Though there are some whistle-worthy punchlines that Alia gets to mouth in the film. SLB manages to scoop some intrigue through engrossing but shallow peeks into the multifarious fabric of Kamathipura. What could be the most notable of them all is Alia and Vijay Raaz's exchanges. Vijay plays Raziabai the President of all the brothels in the area. Portrayed with absolute grit, arrogance and conviction, his role is crucial to breaking free of the gender binary.

Then there's Ajay Devgn (Rahim Lala) and Seema Pahwa (Seemabai) who leave an imprint every time they appear on the screen. If Rahim acts like a pillar to Gangu, Seema Masi sets an example for her of all things she doesn't have to do. In less successful scenes that aim to critique a certain kind of relationship are between Alia and Shantanu Maheshwari. Shantanu's Afsaan is charmed by the flamboyant Gangu and he wants to marry her. He tries to weave back the leftover pieces of Ganga in the transformed Gangubai but it's too late. She's moved beyond the phase and the weary pragmatism with which she faces present-day challenges limits her to explore more with him. Jim Sarb too plays his part well.
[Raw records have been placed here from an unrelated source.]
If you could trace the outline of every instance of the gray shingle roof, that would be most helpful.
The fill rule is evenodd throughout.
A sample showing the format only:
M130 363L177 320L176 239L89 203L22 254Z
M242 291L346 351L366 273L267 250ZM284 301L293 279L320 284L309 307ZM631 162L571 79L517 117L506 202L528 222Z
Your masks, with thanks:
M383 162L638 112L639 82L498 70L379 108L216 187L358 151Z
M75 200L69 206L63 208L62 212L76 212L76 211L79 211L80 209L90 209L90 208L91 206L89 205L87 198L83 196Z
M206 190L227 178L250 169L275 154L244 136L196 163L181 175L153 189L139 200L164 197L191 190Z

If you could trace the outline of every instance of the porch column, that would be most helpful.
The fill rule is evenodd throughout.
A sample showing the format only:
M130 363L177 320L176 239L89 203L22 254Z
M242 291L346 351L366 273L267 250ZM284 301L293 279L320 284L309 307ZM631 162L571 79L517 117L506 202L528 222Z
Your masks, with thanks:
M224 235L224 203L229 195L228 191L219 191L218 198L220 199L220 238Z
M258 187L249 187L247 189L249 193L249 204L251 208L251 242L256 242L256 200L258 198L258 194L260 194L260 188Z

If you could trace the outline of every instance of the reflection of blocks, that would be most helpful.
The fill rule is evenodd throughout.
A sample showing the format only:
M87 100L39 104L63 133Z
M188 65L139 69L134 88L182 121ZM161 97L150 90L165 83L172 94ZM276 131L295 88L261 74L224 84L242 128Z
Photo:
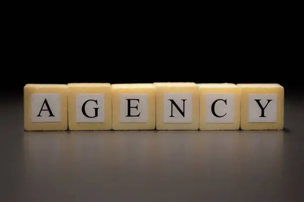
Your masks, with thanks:
M152 84L112 85L113 130L154 130L155 88Z
M242 130L283 130L284 89L277 84L240 84Z
M198 130L199 88L194 83L154 83L157 130Z
M233 84L201 84L200 130L238 130L240 88Z
M111 84L72 83L68 86L70 130L112 129Z
M24 129L68 130L68 86L26 84L24 87Z

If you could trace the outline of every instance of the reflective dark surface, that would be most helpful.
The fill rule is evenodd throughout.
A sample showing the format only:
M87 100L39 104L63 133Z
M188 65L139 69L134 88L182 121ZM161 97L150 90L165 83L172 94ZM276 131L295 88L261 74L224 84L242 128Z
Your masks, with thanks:
M25 132L22 95L5 98L0 202L304 200L301 94L283 131Z

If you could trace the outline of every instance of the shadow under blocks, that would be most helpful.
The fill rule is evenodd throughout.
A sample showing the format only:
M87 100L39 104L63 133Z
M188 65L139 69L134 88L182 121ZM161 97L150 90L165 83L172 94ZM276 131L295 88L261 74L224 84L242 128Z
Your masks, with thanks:
M283 130L278 84L26 84L26 131Z

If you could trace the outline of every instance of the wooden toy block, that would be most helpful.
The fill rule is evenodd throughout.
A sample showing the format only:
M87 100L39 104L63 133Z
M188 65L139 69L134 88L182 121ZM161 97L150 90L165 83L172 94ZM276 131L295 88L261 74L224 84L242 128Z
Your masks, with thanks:
M26 84L23 88L26 131L68 130L68 86Z
M198 85L200 88L200 130L239 130L240 88L229 83Z
M70 83L70 130L112 130L112 88L109 83Z
M241 130L283 130L284 89L278 84L239 84Z
M114 130L154 130L155 88L152 84L112 84Z
M198 130L199 88L194 83L154 83L157 130Z

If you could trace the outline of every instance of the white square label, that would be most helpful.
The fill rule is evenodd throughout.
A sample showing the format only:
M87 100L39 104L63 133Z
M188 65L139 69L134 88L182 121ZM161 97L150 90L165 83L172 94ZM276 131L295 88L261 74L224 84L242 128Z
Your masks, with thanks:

To its credit, Gangubai Kathiawadi consciously restricts itself from trivializing the pitfall that many well-meaning films based on prostitution in India fail to. In that respect, the film feels decent and compassionate without precious portrayal for cheap laughs. Bhansali portrays sex workers as 'normal' beings and not as specimens. The film’s most potent strength is how it seizes the lives of the prostitutes without ever attempting to pass a judgement. 

Surprisingly, Bhansali slips on the music front. The filmmaker is known for his musical numbers but every song in the film appears to be borrowed from his other films, namely, Saawariya, Goliyon Ki Raasleela Ram-Leela and Hum Dil De Chuke Sanam.

Gangubai Kathiawadi crawls when it needs to be hurrying and begins to appear like a dull street of sentimental boredom. No doubt it has its heart in the right place, but more than often, it's not enough.